Synonymous and Nonsynonymous Distances Help Untangle Convergent Evolution and Recombination
Peter B. Chi, Sujay Chattopadhyay, Philippe Lemey, Evgeni V., Sokurenko, Vladimir N. Minin

TL;DR
This paper introduces a new method using synonymous and nonsynonymous distances to distinguish between recombination and convergent evolution in phylogenetic analyses, improving accuracy in detecting true causes of incongruence.
Contribution
The authors develop a novel recombination detection technique based on codon substitution distances that better differentiates recombination from convergent evolution.
Findings
Lower false positive rate compared to existing methods.
Effective in analyzing viral and bacterial sequence data.

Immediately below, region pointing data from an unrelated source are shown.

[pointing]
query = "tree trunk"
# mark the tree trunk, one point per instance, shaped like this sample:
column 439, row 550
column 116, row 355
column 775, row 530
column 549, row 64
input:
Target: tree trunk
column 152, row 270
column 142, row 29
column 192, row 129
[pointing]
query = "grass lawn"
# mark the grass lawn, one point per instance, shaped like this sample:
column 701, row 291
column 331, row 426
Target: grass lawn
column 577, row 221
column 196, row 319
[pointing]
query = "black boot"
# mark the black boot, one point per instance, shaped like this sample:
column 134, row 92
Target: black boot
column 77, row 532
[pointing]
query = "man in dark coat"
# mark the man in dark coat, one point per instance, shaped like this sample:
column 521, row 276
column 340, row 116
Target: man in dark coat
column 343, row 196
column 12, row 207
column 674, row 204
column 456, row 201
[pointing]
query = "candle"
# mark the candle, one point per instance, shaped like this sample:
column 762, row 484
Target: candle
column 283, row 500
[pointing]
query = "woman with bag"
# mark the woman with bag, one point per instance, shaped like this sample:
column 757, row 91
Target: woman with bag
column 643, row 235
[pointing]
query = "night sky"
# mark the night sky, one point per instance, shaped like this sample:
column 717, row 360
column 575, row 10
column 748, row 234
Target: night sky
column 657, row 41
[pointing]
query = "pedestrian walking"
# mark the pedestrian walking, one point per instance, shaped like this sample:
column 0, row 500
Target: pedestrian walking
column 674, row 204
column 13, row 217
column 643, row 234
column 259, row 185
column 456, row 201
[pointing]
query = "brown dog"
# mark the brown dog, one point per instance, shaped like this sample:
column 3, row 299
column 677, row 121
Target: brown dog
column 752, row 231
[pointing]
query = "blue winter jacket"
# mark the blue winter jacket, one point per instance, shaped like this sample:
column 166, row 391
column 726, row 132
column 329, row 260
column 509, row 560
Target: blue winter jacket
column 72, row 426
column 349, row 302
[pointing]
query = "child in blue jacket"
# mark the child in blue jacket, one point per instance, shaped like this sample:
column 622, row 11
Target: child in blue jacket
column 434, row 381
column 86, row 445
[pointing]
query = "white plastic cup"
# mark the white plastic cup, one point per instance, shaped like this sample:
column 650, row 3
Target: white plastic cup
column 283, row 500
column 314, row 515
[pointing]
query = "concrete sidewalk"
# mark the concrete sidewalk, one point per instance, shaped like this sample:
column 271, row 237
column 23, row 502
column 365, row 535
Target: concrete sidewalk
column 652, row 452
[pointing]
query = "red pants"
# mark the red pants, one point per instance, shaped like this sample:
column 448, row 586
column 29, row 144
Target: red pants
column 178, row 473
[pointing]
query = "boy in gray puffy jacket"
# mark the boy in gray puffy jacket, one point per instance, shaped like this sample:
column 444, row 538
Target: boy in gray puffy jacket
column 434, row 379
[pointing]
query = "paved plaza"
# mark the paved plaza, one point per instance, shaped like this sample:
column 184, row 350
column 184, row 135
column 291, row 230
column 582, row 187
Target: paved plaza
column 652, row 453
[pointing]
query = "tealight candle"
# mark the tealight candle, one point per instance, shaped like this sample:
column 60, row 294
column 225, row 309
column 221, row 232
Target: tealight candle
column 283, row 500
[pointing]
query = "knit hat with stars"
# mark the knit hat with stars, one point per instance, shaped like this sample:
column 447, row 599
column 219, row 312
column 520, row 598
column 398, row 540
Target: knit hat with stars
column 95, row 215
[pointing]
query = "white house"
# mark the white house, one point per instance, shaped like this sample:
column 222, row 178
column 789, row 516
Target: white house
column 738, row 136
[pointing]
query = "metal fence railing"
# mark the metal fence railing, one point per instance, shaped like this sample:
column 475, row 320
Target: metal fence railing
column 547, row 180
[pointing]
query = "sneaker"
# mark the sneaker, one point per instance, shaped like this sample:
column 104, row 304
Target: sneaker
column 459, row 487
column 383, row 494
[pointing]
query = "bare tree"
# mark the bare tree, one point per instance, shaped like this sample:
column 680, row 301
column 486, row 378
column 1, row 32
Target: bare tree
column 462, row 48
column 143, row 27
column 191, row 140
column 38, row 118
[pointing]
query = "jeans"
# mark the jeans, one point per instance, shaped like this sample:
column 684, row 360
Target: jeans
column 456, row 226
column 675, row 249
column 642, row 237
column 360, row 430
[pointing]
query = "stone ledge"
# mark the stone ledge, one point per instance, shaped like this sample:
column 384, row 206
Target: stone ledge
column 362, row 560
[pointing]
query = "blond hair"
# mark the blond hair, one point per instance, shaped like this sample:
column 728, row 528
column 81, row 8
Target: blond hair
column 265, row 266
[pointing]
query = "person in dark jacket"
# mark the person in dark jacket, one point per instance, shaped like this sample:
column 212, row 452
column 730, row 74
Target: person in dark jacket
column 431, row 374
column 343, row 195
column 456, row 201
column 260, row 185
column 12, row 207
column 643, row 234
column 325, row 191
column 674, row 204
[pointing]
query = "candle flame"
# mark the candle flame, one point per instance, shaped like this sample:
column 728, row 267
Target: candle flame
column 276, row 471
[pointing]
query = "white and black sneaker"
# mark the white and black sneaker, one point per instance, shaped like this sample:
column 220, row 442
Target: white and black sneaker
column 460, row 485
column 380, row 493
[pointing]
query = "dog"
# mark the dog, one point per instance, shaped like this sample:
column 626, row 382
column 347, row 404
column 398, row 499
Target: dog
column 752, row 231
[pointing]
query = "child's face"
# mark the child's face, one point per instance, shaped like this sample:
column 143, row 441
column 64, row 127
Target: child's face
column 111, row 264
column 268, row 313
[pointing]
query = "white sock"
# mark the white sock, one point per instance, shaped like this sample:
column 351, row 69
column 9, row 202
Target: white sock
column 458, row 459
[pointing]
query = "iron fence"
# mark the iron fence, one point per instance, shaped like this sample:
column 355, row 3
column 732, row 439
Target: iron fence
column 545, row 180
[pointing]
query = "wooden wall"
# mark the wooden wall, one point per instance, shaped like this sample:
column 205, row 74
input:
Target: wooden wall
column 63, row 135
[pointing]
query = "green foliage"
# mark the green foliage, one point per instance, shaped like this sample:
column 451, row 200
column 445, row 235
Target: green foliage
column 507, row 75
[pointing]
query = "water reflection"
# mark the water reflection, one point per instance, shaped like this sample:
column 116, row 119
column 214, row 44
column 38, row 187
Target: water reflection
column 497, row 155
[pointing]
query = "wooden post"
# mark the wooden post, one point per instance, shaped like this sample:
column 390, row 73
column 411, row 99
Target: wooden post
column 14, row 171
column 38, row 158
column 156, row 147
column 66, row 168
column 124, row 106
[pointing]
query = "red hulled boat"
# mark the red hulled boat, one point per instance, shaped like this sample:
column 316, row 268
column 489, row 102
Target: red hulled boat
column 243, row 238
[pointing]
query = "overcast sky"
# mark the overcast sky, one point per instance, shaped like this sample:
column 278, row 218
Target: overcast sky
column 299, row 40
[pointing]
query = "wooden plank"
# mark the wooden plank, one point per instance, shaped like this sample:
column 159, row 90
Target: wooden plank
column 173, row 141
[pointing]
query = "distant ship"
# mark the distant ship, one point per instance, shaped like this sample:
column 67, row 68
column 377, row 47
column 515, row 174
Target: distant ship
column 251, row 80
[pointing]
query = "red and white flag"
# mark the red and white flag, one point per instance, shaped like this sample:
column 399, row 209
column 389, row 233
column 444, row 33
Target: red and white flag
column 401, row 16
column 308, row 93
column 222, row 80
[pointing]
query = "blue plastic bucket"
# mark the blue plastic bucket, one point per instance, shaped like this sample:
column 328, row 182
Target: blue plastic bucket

Distinguishes between recombination and convergent evolution mechanisms.
Abstract
When estimating a phylogeny from a multiple sequence alignment, researchers often assume the absence of recombination. However, if recombination is present, then tree estimation and all downstream analyses will be impacted, because different segments of the sequence alignment support different phylogenies. Similarly, convergent selective pressures at the molecular level can also lead to phylogenetic tree incongruence across the sequence alignment. Current methods for detection of phylogenetic incongruence are not equipped to distinguish between these two different mechanisms and assume that the incongruence is a result of recombination or other horizontal transfer of genetic information. We propose a new recombination detection method that can make this distinction, based on synonymous codon substitution distances. Although some power is lost by discarding the information contained in…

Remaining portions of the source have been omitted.